Nationalrat beschränkt sich selbst +++ Unbewilligte SVP-Demo +++ Jositsch transparent gegen Transparenz +++ Nachrichten aus der Bundesgasse
Matter, Migräne, Mirakel
fab.
Immer dann, wenn man es nicht erwartet, wenn die einen geistig schon im Feierabend sind und die anderen auch physisch, fällt das Parlament plötzlich einen historischen Entscheid. So geschehen am Montag, kurz vor Schluss um 18 Uhr 55. Mit einer einzigen Stimme Unterschied hat sich der Nationalrat für eine Initiative von Thomas Matter (SVP) ausgesprochen.
Das ist an sich schon erstaunlich. Aber geradezu sensationell ist es, wenn man den Inhalt kennt: Matter will eine Obergrenze für Vorstösse einführen. Quasi eine Vorstoss-Bremse. Pro Legislatur dürfte jede und jeder nur noch 32 Vorstösse einreichen.

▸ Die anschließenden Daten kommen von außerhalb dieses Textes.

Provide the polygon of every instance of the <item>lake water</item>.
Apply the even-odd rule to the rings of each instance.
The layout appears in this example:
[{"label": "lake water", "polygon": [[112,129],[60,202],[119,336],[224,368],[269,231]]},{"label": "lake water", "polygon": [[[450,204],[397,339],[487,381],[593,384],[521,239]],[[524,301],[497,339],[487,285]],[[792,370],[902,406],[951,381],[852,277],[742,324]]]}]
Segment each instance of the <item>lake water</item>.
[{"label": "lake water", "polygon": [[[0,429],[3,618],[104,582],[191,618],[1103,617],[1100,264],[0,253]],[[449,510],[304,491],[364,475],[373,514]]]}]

Der Weg bis zur Umsetzung ist noch weit. Aber dass der Nationalrat einer Selbstbeschränkung schon nur im Grundsatz zustimmt, dürfte in die Geschichte eingehen als das neue Wunder von Bern. Um das Problem zu veranschaulichen, erwähnte Matter einen Vorstoss von Fabian Molina (SP) für einen Bericht zur besseren Behandlung von Migräne. Molina fand das nicht lustig. Er warf Matter vor, das Problem herunterzuspielen.
Matter entgegnete, er kenne die Krankheit gut, Familienangehörige von ihm litten darunter. «Aber sagen Sie mal, Herr Kollege: Hat eine Person nach Ihrem Vorstoss weniger Migräne gehabt als vorher?»
Sicher ist: Hätten Molinas Vorstösse heilende Kräfte, wären längst alle Krankheiten ausgerottet. Er hat in sechs Jahren 293 Vorstösse eingereicht.
Fast-Fenstersturz
bin.
Apropos Fabian Molina: Am Dienstag gab der Aussenpolitiker einem asiatischen TV-Sender ein Interview. Derweil führte das FDP-Duo Laurent Wehrli und Hans-Peter Portmann eine arabische Delegation durch die Gänge. War am Dienstag der grenzenlose Tag der offenen Tür im Bundeshaus?
Die SVP-Fraktion ihrerseits war in corpore ausgeflogen, um dichtzumachen. Mit rot-weissem Schlagbaum lancierte sie vor dem Bundeshaus West ihre Grenzschutz-Initiative. Die unbewilligte Demo vor dem Amtssitz des Justizministers Beat Jans zog viele Blicke auf sich. Oberhalb der sich für das Gruppenbild formierenden SVP-Fraktion reagierten die Bundesbeamten unterschiedlich. Die einen schlossen schleunigst das Fenster. Eine Mitarbeiterin aber lehnte sich für ein Foto so weit heraus, dass sie fast hinunter in die Menge zu stürzen drohte.
War sie neugierig, froh um Abwechslung oder ein heimlicher SVP-Fan? Letztere dürften im Bundeshaus West, wo neben dem SP-Mann Beat Jans auch der FDP-Aussenminister Ignazio Cassis und der GLP-Kanzler Viktor Rossi residieren, Seltenheitswert haben.
Jositsch behält die Hosen an
fab. Der SP-Ständerat Daniel Jositsch ist transparent gegen mehr Transparenz. In einem fulminanten Votum sprach er sich am Dienstag gegen einen Vorstoss der Grünen aus, der verlangte, dass Parlamentarier Einkünfte aus Nebentätigkeiten offenlegen. O-Ton Jositsch: «Ich muss nicht alles – gewissermassen bis zu meinen Unterhosen – zeigen, nur weil ich Mitglied dieses Parlaments bin.»
Recht hat er. Das sieht sogar die Gegenseite so. Ständerat Mathias Zopfi von den Grünen versicherte Jositsch, «dass kein einziger Vertreter der Minderheit – und auch niemand sonst – ihn in der Unterhose sehen will. Mindestens gehe ich davon aus.»
Eine kurze Umfrage im Medienzentrum ergab: Das sehen sogar die abgebrühtesten Enthüllungsjournalisten so.